As Julia Roberts once said: “BIG MISTAKE. HUGE.”

“Ok, I’ll see you on Monday, then,” I say to no one as I get into my car and drive the short distance back home, my car brandishing its very first scarlet letter “R” for all to see. (The sticker was actually blue, but the literary allusion would make no sense unless I say Scarlet.)

So anyway, my bride and I decide to spend this lovely Saturday out and about, and after an entirely pleasant day, I returned home to find a printout in my mailbox from the police: “Query/Stolen Vehicle” it says, listing all my information, and a note from one of our police, which said that apparently I’d forgotten to pay Ozzies; and could I please go up and pay them.

I was a wanted man, I thought to myself. I’d stolen a car, apparently. My own, ten year old, 172,000 mile car, but a stolen vehicle nonetheless. Grand Theft Auto!

So after stewing about this for the rest of the weekend and enjoying my last day of freedom, first thing Monday morning, I returned to Ozzies. Their customer service was still top notch, as I waited inside the empty building for ten minutes while the manager talked on his cell phone outside. He finally entered the building and stepped behind the counter and looked at me as a way of greeting.

“Hi,” I chirped. “I need to pay this $29 for the inspection that I couldn’t pay Saturday because no one was around.”

“Oh, yes,” he said, a small smile on his face. The humor of the situation eluded me. He took out a copy of the report that read, “No pay.” Succinct. Nice.

I placed the $29 cash on the counter. “I’ll need two copies of the receipt,” I explained, “I need to bring a copy to the Foxboro Police Department because you apparently reported my vehicle was stolen.” I enunciated the Police department part clearly. Nothing.

“Uh-huh,” he said. I clearly was not making a connection here. He added, “I don’t have a copy of the receipt.”

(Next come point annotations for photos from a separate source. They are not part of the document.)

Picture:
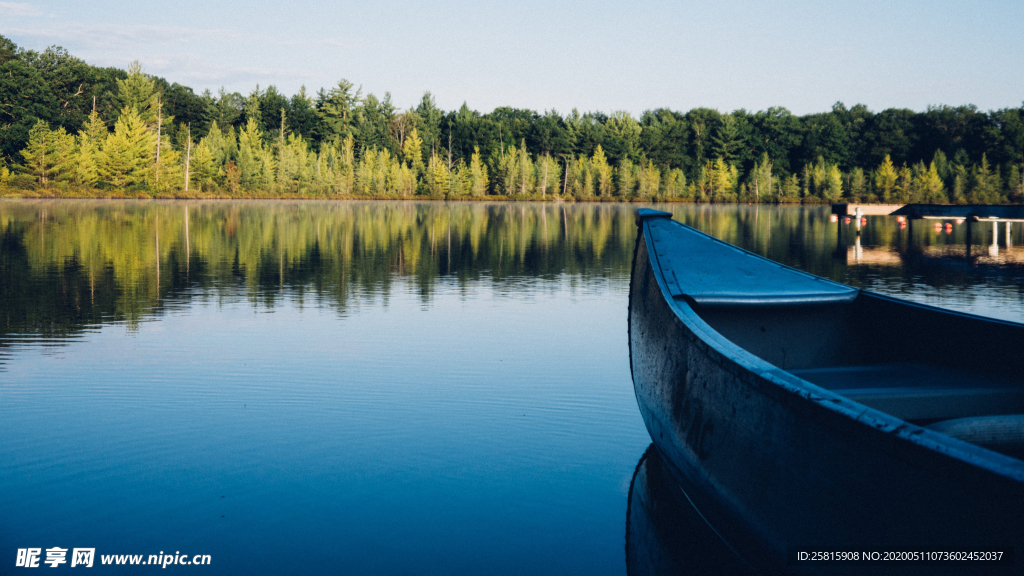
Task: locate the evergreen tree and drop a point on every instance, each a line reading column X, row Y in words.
column 138, row 91
column 124, row 158
column 412, row 152
column 834, row 183
column 477, row 174
column 885, row 179
column 602, row 172
column 336, row 111
column 251, row 154
column 40, row 157
column 858, row 184
column 727, row 140
column 203, row 167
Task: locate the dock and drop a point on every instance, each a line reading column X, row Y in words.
column 971, row 212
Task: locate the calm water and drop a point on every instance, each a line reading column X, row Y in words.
column 367, row 387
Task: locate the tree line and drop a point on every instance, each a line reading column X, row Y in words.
column 70, row 128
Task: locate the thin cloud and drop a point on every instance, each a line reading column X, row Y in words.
column 19, row 9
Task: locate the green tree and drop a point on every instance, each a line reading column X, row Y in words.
column 46, row 156
column 477, row 174
column 125, row 157
column 336, row 110
column 885, row 178
column 250, row 159
column 602, row 172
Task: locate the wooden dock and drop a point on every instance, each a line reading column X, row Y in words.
column 846, row 209
column 973, row 212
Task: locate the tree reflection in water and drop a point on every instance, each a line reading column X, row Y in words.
column 665, row 534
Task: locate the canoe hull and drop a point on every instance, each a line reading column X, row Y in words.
column 771, row 466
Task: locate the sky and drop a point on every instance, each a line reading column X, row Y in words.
column 561, row 55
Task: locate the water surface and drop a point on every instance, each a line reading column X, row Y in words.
column 366, row 386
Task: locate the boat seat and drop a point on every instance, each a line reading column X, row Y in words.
column 939, row 404
column 921, row 392
column 1004, row 434
column 714, row 273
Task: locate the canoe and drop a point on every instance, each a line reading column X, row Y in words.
column 665, row 535
column 799, row 412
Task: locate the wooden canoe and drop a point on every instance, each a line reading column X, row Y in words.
column 796, row 411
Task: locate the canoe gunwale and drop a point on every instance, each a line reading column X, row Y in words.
column 803, row 396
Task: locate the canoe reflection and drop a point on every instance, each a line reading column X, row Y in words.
column 665, row 534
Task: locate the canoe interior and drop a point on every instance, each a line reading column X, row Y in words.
column 921, row 364
column 914, row 363
column 730, row 391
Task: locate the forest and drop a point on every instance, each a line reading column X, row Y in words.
column 71, row 129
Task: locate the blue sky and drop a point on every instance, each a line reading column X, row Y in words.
column 544, row 54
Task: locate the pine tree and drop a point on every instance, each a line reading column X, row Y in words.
column 412, row 152
column 725, row 178
column 124, row 158
column 649, row 180
column 203, row 168
column 675, row 183
column 139, row 92
column 834, row 183
column 49, row 155
column 858, row 184
column 86, row 167
column 930, row 184
column 627, row 175
column 760, row 179
column 251, row 154
column 477, row 174
column 602, row 171
column 885, row 179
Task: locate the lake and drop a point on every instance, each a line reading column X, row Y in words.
column 368, row 386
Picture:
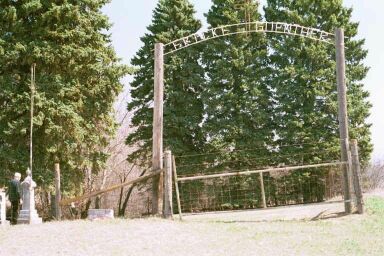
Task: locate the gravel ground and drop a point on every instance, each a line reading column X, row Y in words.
column 233, row 233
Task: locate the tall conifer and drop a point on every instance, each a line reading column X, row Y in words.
column 304, row 79
column 183, row 109
column 236, row 95
column 77, row 80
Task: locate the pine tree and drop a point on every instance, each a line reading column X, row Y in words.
column 183, row 108
column 236, row 95
column 304, row 80
column 77, row 80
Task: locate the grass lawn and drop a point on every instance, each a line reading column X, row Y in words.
column 348, row 235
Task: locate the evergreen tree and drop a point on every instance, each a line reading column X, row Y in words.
column 236, row 96
column 183, row 109
column 304, row 80
column 77, row 80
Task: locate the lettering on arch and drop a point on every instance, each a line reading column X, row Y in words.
column 250, row 27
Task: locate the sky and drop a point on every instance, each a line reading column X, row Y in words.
column 130, row 19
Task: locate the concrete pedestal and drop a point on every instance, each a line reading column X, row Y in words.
column 28, row 213
column 29, row 217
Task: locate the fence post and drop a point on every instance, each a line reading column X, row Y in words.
column 262, row 190
column 58, row 192
column 157, row 133
column 343, row 116
column 176, row 187
column 168, row 209
column 356, row 176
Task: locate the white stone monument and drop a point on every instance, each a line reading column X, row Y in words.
column 3, row 209
column 28, row 213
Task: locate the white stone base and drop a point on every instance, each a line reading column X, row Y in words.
column 4, row 223
column 27, row 217
column 100, row 214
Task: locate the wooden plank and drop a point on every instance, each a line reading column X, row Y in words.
column 168, row 209
column 176, row 187
column 356, row 176
column 102, row 191
column 343, row 117
column 262, row 190
column 289, row 168
column 157, row 138
column 58, row 192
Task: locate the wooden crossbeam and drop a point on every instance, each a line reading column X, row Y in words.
column 114, row 187
column 290, row 168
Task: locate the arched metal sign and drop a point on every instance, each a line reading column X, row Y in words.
column 250, row 27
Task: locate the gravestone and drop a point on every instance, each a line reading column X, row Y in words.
column 3, row 208
column 100, row 214
column 28, row 213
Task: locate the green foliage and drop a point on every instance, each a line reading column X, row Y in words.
column 237, row 100
column 304, row 81
column 183, row 108
column 77, row 80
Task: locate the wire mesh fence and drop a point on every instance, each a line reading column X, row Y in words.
column 236, row 192
column 244, row 192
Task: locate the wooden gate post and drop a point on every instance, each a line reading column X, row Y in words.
column 58, row 192
column 176, row 187
column 262, row 190
column 168, row 209
column 157, row 143
column 356, row 174
column 343, row 117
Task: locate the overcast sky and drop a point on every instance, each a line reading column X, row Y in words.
column 130, row 19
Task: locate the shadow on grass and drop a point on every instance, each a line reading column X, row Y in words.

“No problem at all,” I said pleasantly, handing him a copy of the receipt I had made. “I need you to sign this one as paid as well, for the Foxboro Police Department.” I figured if I kept mentioning the Police, he might notice, but he didn’t. He dutifully signed both receipts as paid.

I noticed that the inspection station was still unmanned, so I guessed that the offer of the ride to work and repair had expired when I fled the scene in my stolen car.

And that was it, I was apparently dismissed. Given Ozzie’s incredible professionalism and competence I’d witnessed at so far, I wasn’t confident that they would tell the police the matter was settled, and I really didn’t want to worry that I still might be a fugitive from justice.

I headed to our police station and spoke with one of the officers there. As always, the Foxboro Police were professional and helpful, and I know they’re just doing their jobs to drop off the note from Ozzies. They told me not to worry, that there was never a report of a stolen vehicle, that the printout was simply a query into the status of my vehicle. Just a routine thing. I gave the officer a copy of the receipt anyway, and will keep the other copy in my glove compartment to prove my innocence. But I was — as always — grateful for how terrific (and understanding) the Foxboro Police are.

But I suppose what puzzles me most is the people at Ozzies. They asked me to come back Monday. Hell, they offered to drive me to work. There was no one around to pay (perhaps the manager had taken the cell phone call in the back?). Sure, I stupidly thought I was supposed to pay Monday (having never failed an inspection before) but to call the police over $29, when they had a copy of my registration and told me to come back Monday? It all seems pretty aggressive. It seems pretty extreme. Hell, even I know that anything below $1500 is a small claims matter. To involve the police for $29 over a simple mistake from a repeat customer, Ozzie’s has lost a customer for life.

I worry that in a worst cast scenario I might have been pulled over and informed I was driving a stolen car. Far fetched? Maybe. Maybe not.

Anyway, my life of crime has changed me dramatically. The brakes have been fixed, my car now proudly displays an appropriate sticker, and I will be sure never to darken the door of Ozzies again.  And once again, I can hold my head up proudly, knowing that I have turned my life around and back on the path of truth, justice, and valid inspection stickers!